Tommy: No, but my mom can’t punish him.
Greg: I don’t want to get Tommy into trouble, couldn’t we just forget about it.
Mike: Do you think we should forget about it?
(Mrs. Johnson comes in.)
Mrs. Johnson: Hello, Mr. and Mrs. brady, I just came to see what was keeping Tommy so long. We’ve got to pick up Mr. Johnson at the airport.
Tommy: Just a minute, Mom.
Mrs. Johnson: Listen, if your father has to wait, he will be very upset.
Tommy: I’m afraid he’s going to be very upset anyway. The cigarettes were mine.
Mrs. Johnson: Cigarettes? what cigarettes?
Tommy: The ones you thought were Greg’s. See, we switched jackets by mistake.
Mrs. Johnson: Oh, I see. I certainly owe Greg an apology. I’m really very sorry.
Greg: Yes, ma’am.
Mike: Well, if I were waiting at a crowded airport…
Carol: Mrs. Johnson, how about next Friday.
Mrs. Johnson: yes, next Friday.
Tommy: Mom, can we talk about before we pick up Dad?
Mrs. Johnson: I expect we will talk about it before and after we pick up your father. Now, come along, tommy.
(She grabs his arm as they leave.)
Greg: Good luck, Tommy.
Tommy: Yeah, I’m sure gonna need it. See you.

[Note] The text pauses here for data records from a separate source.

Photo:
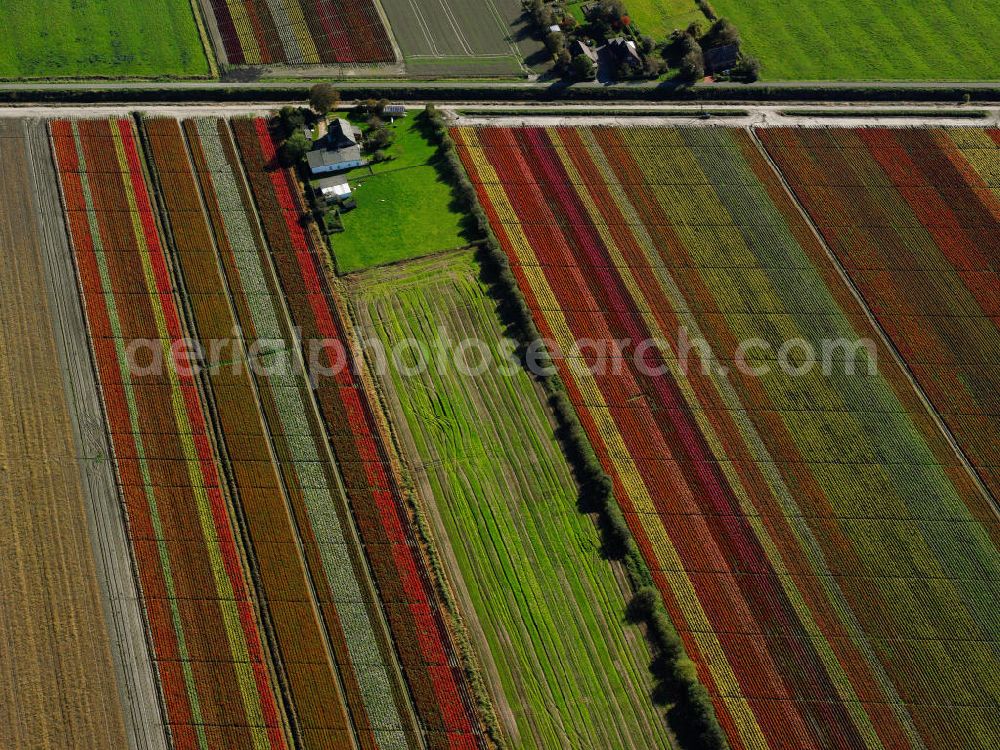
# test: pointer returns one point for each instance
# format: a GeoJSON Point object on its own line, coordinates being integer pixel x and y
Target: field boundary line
{"type": "Point", "coordinates": [131, 648]}
{"type": "Point", "coordinates": [877, 326]}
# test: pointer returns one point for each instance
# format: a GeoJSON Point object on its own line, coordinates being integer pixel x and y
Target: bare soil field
{"type": "Point", "coordinates": [57, 680]}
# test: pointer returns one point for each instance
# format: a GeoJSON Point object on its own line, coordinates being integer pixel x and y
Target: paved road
{"type": "Point", "coordinates": [475, 113]}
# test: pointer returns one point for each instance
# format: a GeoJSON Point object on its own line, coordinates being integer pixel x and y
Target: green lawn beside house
{"type": "Point", "coordinates": [404, 206]}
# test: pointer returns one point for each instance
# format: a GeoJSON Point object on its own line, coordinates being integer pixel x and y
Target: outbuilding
{"type": "Point", "coordinates": [721, 59]}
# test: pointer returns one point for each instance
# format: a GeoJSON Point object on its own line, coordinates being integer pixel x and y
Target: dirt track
{"type": "Point", "coordinates": [57, 682]}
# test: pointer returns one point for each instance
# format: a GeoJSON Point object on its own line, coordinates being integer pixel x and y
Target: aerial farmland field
{"type": "Point", "coordinates": [827, 558]}
{"type": "Point", "coordinates": [488, 468]}
{"type": "Point", "coordinates": [267, 489]}
{"type": "Point", "coordinates": [911, 216]}
{"type": "Point", "coordinates": [869, 40]}
{"type": "Point", "coordinates": [658, 18]}
{"type": "Point", "coordinates": [59, 686]}
{"type": "Point", "coordinates": [100, 39]}
{"type": "Point", "coordinates": [299, 32]}
{"type": "Point", "coordinates": [460, 37]}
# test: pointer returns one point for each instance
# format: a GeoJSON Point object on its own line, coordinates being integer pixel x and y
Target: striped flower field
{"type": "Point", "coordinates": [351, 414]}
{"type": "Point", "coordinates": [829, 561]}
{"type": "Point", "coordinates": [349, 606]}
{"type": "Point", "coordinates": [914, 218]}
{"type": "Point", "coordinates": [302, 32]}
{"type": "Point", "coordinates": [214, 676]}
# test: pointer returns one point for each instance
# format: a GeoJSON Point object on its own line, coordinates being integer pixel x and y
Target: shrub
{"type": "Point", "coordinates": [747, 69]}
{"type": "Point", "coordinates": [582, 68]}
{"type": "Point", "coordinates": [692, 67]}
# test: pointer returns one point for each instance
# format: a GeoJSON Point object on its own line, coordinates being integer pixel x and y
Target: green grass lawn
{"type": "Point", "coordinates": [658, 18]}
{"type": "Point", "coordinates": [100, 38]}
{"type": "Point", "coordinates": [404, 206]}
{"type": "Point", "coordinates": [869, 39]}
{"type": "Point", "coordinates": [550, 607]}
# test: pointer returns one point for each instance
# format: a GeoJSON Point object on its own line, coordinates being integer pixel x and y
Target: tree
{"type": "Point", "coordinates": [582, 68]}
{"type": "Point", "coordinates": [723, 32]}
{"type": "Point", "coordinates": [323, 98]}
{"type": "Point", "coordinates": [653, 67]}
{"type": "Point", "coordinates": [294, 149]}
{"type": "Point", "coordinates": [692, 67]}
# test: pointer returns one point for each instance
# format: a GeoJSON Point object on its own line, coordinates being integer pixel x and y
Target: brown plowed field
{"type": "Point", "coordinates": [57, 682]}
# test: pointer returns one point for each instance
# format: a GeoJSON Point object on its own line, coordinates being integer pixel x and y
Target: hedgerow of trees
{"type": "Point", "coordinates": [683, 51]}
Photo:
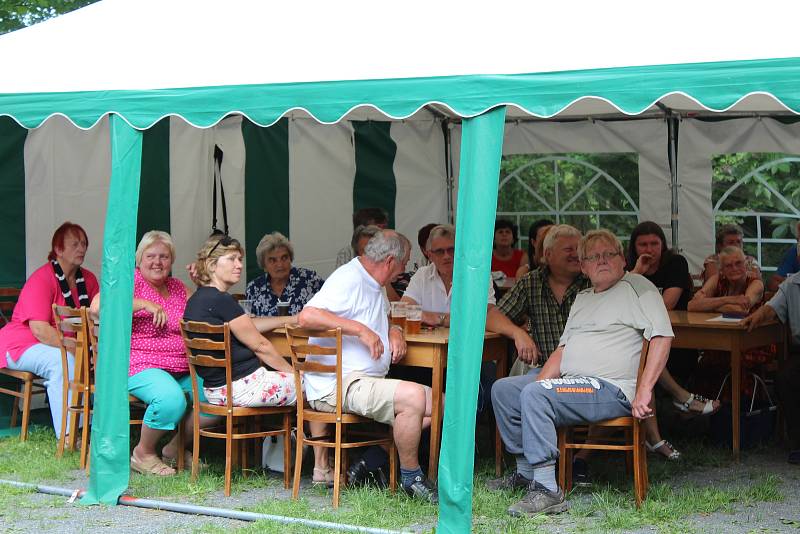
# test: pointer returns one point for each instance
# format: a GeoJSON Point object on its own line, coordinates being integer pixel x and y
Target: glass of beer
{"type": "Point", "coordinates": [398, 314]}
{"type": "Point", "coordinates": [413, 318]}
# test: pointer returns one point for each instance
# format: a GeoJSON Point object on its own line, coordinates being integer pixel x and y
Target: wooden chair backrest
{"type": "Point", "coordinates": [301, 348]}
{"type": "Point", "coordinates": [201, 346]}
{"type": "Point", "coordinates": [8, 299]}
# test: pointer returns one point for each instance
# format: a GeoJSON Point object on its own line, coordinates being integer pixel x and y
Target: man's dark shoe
{"type": "Point", "coordinates": [510, 482]}
{"type": "Point", "coordinates": [422, 488]}
{"type": "Point", "coordinates": [580, 473]}
{"type": "Point", "coordinates": [539, 500]}
{"type": "Point", "coordinates": [357, 473]}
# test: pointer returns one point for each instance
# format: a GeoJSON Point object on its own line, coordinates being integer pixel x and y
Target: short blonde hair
{"type": "Point", "coordinates": [556, 231]}
{"type": "Point", "coordinates": [270, 242]}
{"type": "Point", "coordinates": [149, 239]}
{"type": "Point", "coordinates": [212, 250]}
{"type": "Point", "coordinates": [599, 235]}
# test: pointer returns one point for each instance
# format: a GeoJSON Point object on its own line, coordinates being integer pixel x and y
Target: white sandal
{"type": "Point", "coordinates": [673, 456]}
{"type": "Point", "coordinates": [685, 407]}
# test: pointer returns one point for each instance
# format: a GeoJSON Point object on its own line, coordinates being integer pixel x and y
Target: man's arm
{"type": "Point", "coordinates": [319, 319]}
{"type": "Point", "coordinates": [496, 321]}
{"type": "Point", "coordinates": [656, 360]}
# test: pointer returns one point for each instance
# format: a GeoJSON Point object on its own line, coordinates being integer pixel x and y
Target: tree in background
{"type": "Point", "coordinates": [21, 13]}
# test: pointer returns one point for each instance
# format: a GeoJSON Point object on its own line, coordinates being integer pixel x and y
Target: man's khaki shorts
{"type": "Point", "coordinates": [368, 396]}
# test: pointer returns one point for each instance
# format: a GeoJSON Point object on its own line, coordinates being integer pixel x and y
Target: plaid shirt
{"type": "Point", "coordinates": [532, 297]}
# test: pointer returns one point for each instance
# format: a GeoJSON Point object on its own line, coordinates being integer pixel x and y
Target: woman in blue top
{"type": "Point", "coordinates": [280, 281]}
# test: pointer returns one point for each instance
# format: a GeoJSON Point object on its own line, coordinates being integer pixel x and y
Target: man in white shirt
{"type": "Point", "coordinates": [352, 298]}
{"type": "Point", "coordinates": [432, 285]}
{"type": "Point", "coordinates": [591, 376]}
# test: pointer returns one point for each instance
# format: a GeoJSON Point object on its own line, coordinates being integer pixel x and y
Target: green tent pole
{"type": "Point", "coordinates": [481, 150]}
{"type": "Point", "coordinates": [110, 468]}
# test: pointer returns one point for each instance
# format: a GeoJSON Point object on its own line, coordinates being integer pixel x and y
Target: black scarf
{"type": "Point", "coordinates": [66, 292]}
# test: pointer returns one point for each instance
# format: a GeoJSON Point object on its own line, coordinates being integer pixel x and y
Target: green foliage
{"type": "Point", "coordinates": [550, 186]}
{"type": "Point", "coordinates": [763, 175]}
{"type": "Point", "coordinates": [21, 13]}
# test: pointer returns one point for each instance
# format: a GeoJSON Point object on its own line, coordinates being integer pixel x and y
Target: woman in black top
{"type": "Point", "coordinates": [669, 271]}
{"type": "Point", "coordinates": [261, 377]}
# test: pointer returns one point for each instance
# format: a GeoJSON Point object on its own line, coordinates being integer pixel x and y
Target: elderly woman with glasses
{"type": "Point", "coordinates": [281, 281]}
{"type": "Point", "coordinates": [261, 377]}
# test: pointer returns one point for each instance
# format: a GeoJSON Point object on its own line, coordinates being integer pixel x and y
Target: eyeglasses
{"type": "Point", "coordinates": [607, 255]}
{"type": "Point", "coordinates": [442, 251]}
{"type": "Point", "coordinates": [225, 241]}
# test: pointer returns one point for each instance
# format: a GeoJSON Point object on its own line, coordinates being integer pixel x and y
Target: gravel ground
{"type": "Point", "coordinates": [49, 514]}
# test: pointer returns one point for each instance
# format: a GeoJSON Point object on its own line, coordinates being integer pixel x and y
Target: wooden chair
{"type": "Point", "coordinates": [632, 444]}
{"type": "Point", "coordinates": [204, 344]}
{"type": "Point", "coordinates": [300, 349]}
{"type": "Point", "coordinates": [71, 325]}
{"type": "Point", "coordinates": [30, 384]}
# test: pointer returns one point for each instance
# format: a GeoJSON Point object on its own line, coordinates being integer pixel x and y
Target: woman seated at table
{"type": "Point", "coordinates": [536, 235]}
{"type": "Point", "coordinates": [30, 341]}
{"type": "Point", "coordinates": [261, 377]}
{"type": "Point", "coordinates": [281, 281]}
{"type": "Point", "coordinates": [505, 257]}
{"type": "Point", "coordinates": [159, 373]}
{"type": "Point", "coordinates": [733, 290]}
{"type": "Point", "coordinates": [669, 272]}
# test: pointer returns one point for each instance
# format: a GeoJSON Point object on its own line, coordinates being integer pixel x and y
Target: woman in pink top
{"type": "Point", "coordinates": [159, 371]}
{"type": "Point", "coordinates": [30, 341]}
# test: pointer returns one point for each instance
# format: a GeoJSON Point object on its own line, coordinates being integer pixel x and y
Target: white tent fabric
{"type": "Point", "coordinates": [250, 40]}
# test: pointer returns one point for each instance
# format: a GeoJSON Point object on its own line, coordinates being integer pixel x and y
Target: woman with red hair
{"type": "Point", "coordinates": [30, 341]}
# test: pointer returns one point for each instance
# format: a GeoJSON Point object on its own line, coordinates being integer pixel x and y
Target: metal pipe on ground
{"type": "Point", "coordinates": [201, 510]}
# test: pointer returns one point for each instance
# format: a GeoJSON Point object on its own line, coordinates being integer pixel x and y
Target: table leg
{"type": "Point", "coordinates": [437, 385]}
{"type": "Point", "coordinates": [736, 392]}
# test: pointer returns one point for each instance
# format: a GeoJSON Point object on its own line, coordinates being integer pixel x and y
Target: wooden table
{"type": "Point", "coordinates": [693, 330]}
{"type": "Point", "coordinates": [429, 349]}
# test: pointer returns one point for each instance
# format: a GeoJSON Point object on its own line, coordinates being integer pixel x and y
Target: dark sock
{"type": "Point", "coordinates": [408, 476]}
{"type": "Point", "coordinates": [375, 457]}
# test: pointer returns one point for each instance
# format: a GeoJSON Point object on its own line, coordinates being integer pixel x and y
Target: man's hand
{"type": "Point", "coordinates": [372, 341]}
{"type": "Point", "coordinates": [641, 404]}
{"type": "Point", "coordinates": [527, 350]}
{"type": "Point", "coordinates": [159, 315]}
{"type": "Point", "coordinates": [397, 344]}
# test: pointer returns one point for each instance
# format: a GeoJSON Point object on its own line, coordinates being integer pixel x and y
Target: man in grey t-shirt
{"type": "Point", "coordinates": [590, 377]}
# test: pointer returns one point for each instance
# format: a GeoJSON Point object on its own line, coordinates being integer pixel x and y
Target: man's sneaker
{"type": "Point", "coordinates": [539, 500]}
{"type": "Point", "coordinates": [580, 473]}
{"type": "Point", "coordinates": [421, 488]}
{"type": "Point", "coordinates": [511, 482]}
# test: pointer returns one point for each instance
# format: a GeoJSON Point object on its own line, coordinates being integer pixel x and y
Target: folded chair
{"type": "Point", "coordinates": [300, 346]}
{"type": "Point", "coordinates": [632, 444]}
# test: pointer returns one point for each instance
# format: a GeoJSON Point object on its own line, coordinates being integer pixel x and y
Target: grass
{"type": "Point", "coordinates": [608, 507]}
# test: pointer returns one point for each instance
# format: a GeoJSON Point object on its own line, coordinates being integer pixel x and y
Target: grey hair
{"type": "Point", "coordinates": [556, 231]}
{"type": "Point", "coordinates": [362, 231]}
{"type": "Point", "coordinates": [598, 235]}
{"type": "Point", "coordinates": [443, 230]}
{"type": "Point", "coordinates": [271, 242]}
{"type": "Point", "coordinates": [385, 244]}
{"type": "Point", "coordinates": [150, 238]}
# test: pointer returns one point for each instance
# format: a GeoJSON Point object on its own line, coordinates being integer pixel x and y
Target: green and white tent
{"type": "Point", "coordinates": [103, 108]}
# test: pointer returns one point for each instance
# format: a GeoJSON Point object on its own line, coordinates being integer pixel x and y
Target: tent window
{"type": "Point", "coordinates": [587, 191]}
{"type": "Point", "coordinates": [760, 192]}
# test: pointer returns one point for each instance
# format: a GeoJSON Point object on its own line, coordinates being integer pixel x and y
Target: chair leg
{"type": "Point", "coordinates": [27, 392]}
{"type": "Point", "coordinates": [287, 444]}
{"type": "Point", "coordinates": [337, 465]}
{"type": "Point", "coordinates": [298, 459]}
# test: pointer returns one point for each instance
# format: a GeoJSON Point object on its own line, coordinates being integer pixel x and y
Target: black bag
{"type": "Point", "coordinates": [756, 421]}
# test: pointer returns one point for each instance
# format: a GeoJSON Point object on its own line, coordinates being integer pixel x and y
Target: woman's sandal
{"type": "Point", "coordinates": [152, 466]}
{"type": "Point", "coordinates": [659, 448]}
{"type": "Point", "coordinates": [708, 405]}
{"type": "Point", "coordinates": [322, 477]}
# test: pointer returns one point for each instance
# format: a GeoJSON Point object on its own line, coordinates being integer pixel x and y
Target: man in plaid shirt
{"type": "Point", "coordinates": [544, 297]}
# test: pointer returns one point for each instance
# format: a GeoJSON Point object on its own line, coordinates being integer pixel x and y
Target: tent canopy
{"type": "Point", "coordinates": [147, 59]}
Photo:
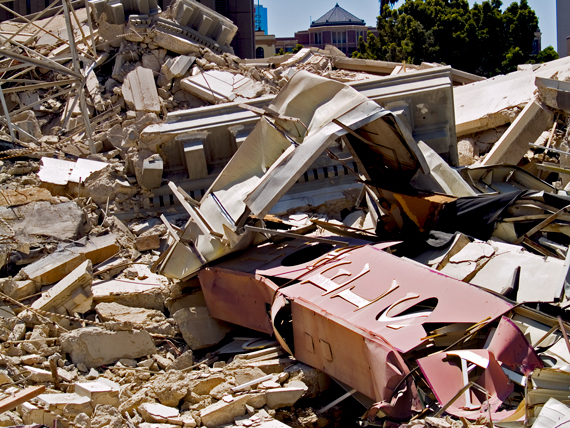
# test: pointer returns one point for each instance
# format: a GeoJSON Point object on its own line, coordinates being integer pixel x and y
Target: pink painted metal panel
{"type": "Point", "coordinates": [361, 360]}
{"type": "Point", "coordinates": [404, 286]}
{"type": "Point", "coordinates": [444, 375]}
{"type": "Point", "coordinates": [510, 347]}
{"type": "Point", "coordinates": [239, 298]}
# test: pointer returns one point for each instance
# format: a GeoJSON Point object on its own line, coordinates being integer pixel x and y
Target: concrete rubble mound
{"type": "Point", "coordinates": [189, 238]}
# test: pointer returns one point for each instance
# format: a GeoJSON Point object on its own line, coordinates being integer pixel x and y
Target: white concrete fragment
{"type": "Point", "coordinates": [71, 294]}
{"type": "Point", "coordinates": [177, 67]}
{"type": "Point", "coordinates": [283, 397]}
{"type": "Point", "coordinates": [95, 347]}
{"type": "Point", "coordinates": [198, 328]}
{"type": "Point", "coordinates": [221, 86]}
{"type": "Point", "coordinates": [224, 411]}
{"type": "Point", "coordinates": [103, 392]}
{"type": "Point", "coordinates": [152, 412]}
{"type": "Point", "coordinates": [139, 91]}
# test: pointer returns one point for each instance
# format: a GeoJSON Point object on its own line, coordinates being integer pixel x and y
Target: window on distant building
{"type": "Point", "coordinates": [339, 37]}
{"type": "Point", "coordinates": [318, 39]}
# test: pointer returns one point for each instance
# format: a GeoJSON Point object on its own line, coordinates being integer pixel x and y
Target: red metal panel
{"type": "Point", "coordinates": [239, 298]}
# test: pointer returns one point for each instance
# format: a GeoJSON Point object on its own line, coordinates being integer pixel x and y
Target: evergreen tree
{"type": "Point", "coordinates": [482, 39]}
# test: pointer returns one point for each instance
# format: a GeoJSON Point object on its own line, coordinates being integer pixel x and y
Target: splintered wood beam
{"type": "Point", "coordinates": [542, 224]}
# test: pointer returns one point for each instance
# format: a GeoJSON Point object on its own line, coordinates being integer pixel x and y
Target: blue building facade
{"type": "Point", "coordinates": [261, 19]}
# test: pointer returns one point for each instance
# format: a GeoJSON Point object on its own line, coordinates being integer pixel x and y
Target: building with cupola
{"type": "Point", "coordinates": [337, 27]}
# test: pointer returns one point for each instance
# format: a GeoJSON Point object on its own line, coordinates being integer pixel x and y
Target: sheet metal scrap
{"type": "Point", "coordinates": [359, 307]}
{"type": "Point", "coordinates": [307, 116]}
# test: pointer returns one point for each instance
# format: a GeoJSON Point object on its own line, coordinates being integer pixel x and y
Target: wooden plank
{"type": "Point", "coordinates": [21, 397]}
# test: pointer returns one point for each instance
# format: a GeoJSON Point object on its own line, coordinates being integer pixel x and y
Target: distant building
{"type": "Point", "coordinates": [537, 42]}
{"type": "Point", "coordinates": [261, 19]}
{"type": "Point", "coordinates": [264, 45]}
{"type": "Point", "coordinates": [336, 27]}
{"type": "Point", "coordinates": [562, 26]}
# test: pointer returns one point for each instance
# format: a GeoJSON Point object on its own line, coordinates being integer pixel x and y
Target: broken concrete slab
{"type": "Point", "coordinates": [198, 328]}
{"type": "Point", "coordinates": [175, 43]}
{"type": "Point", "coordinates": [152, 172]}
{"type": "Point", "coordinates": [500, 95]}
{"type": "Point", "coordinates": [225, 410]}
{"type": "Point", "coordinates": [59, 264]}
{"type": "Point", "coordinates": [527, 127]}
{"type": "Point", "coordinates": [71, 295]}
{"type": "Point", "coordinates": [133, 293]}
{"type": "Point", "coordinates": [139, 90]}
{"type": "Point", "coordinates": [104, 392]}
{"type": "Point", "coordinates": [42, 219]}
{"type": "Point", "coordinates": [177, 67]}
{"type": "Point", "coordinates": [95, 346]}
{"type": "Point", "coordinates": [284, 397]}
{"type": "Point", "coordinates": [221, 86]}
{"type": "Point", "coordinates": [150, 320]}
{"type": "Point", "coordinates": [10, 198]}
{"type": "Point", "coordinates": [61, 172]}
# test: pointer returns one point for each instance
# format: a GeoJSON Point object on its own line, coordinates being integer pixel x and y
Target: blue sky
{"type": "Point", "coordinates": [286, 17]}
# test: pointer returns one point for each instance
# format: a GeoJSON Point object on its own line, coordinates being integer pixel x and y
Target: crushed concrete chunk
{"type": "Point", "coordinates": [72, 294]}
{"type": "Point", "coordinates": [139, 90]}
{"type": "Point", "coordinates": [95, 347]}
{"type": "Point", "coordinates": [198, 328]}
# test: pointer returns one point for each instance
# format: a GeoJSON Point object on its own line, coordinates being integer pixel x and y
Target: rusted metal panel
{"type": "Point", "coordinates": [238, 297]}
{"type": "Point", "coordinates": [349, 312]}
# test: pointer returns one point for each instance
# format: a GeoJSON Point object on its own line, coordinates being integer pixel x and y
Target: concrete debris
{"type": "Point", "coordinates": [95, 347]}
{"type": "Point", "coordinates": [196, 239]}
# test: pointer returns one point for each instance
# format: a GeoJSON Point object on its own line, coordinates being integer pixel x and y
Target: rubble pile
{"type": "Point", "coordinates": [188, 238]}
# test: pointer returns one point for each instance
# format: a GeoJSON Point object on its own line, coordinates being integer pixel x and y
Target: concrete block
{"type": "Point", "coordinates": [106, 393]}
{"type": "Point", "coordinates": [71, 294]}
{"type": "Point", "coordinates": [115, 12]}
{"type": "Point", "coordinates": [147, 242]}
{"type": "Point", "coordinates": [177, 67]}
{"type": "Point", "coordinates": [33, 415]}
{"type": "Point", "coordinates": [139, 91]}
{"type": "Point", "coordinates": [198, 328]}
{"type": "Point", "coordinates": [152, 172]}
{"type": "Point", "coordinates": [20, 289]}
{"type": "Point", "coordinates": [283, 397]}
{"type": "Point", "coordinates": [184, 14]}
{"type": "Point", "coordinates": [152, 412]}
{"type": "Point", "coordinates": [176, 44]}
{"type": "Point", "coordinates": [95, 347]}
{"type": "Point", "coordinates": [38, 375]}
{"type": "Point", "coordinates": [221, 86]}
{"type": "Point", "coordinates": [151, 62]}
{"type": "Point", "coordinates": [131, 293]}
{"type": "Point", "coordinates": [195, 158]}
{"type": "Point", "coordinates": [224, 411]}
{"type": "Point", "coordinates": [59, 264]}
{"type": "Point", "coordinates": [67, 405]}
{"type": "Point", "coordinates": [528, 126]}
{"type": "Point", "coordinates": [147, 319]}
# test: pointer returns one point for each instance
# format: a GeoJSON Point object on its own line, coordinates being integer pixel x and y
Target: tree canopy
{"type": "Point", "coordinates": [482, 39]}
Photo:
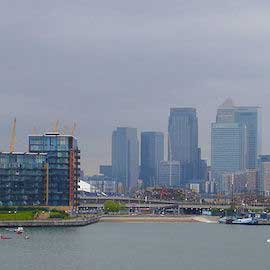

Greg (to the parents); I’m sure glad that’s over, I’m gonna go tell Marcia.
Carol: Not yet.
Greg: What’s wrong?
Mike: Looks like you’re back in trouble.
Greg: What did I do now?
(Carol points to his jacket, which he left on the couch.)
Carol: Hang it up.
(Greg picks it up and checks it again)
Mike: What’s wrong?
Greg: Oh nothing. I just wanted to make sure it was mine.
(The scene fades. The final scene has Greg coming home from the dance and talking to Mike and Carol. He knocks on their bedroom door.)
Mike: Come in.
Greg: I’m home.
Carol: Hi, honey. How did your group do at the dance tonight?
Greg: It was kind of a kicky blast. The guys really had it together and wailed and bent the gig out of shape. Good night.
Carol: Good night.
Mike: Got it all together and really wailed? (He starts laughing) How about that?
Carol: Really bent the gig out of shape. I wonder if that’s good or bad.
Mike: Beats me.
Carol: It’s funny, kids have a language of their own.
Mike: Yeah, so do we.
Carol: We do?
Mike: Mmm hmm. I’ll show you. Ours?
Carol: Listen, I hear you talking and I dig what you’re saying, man.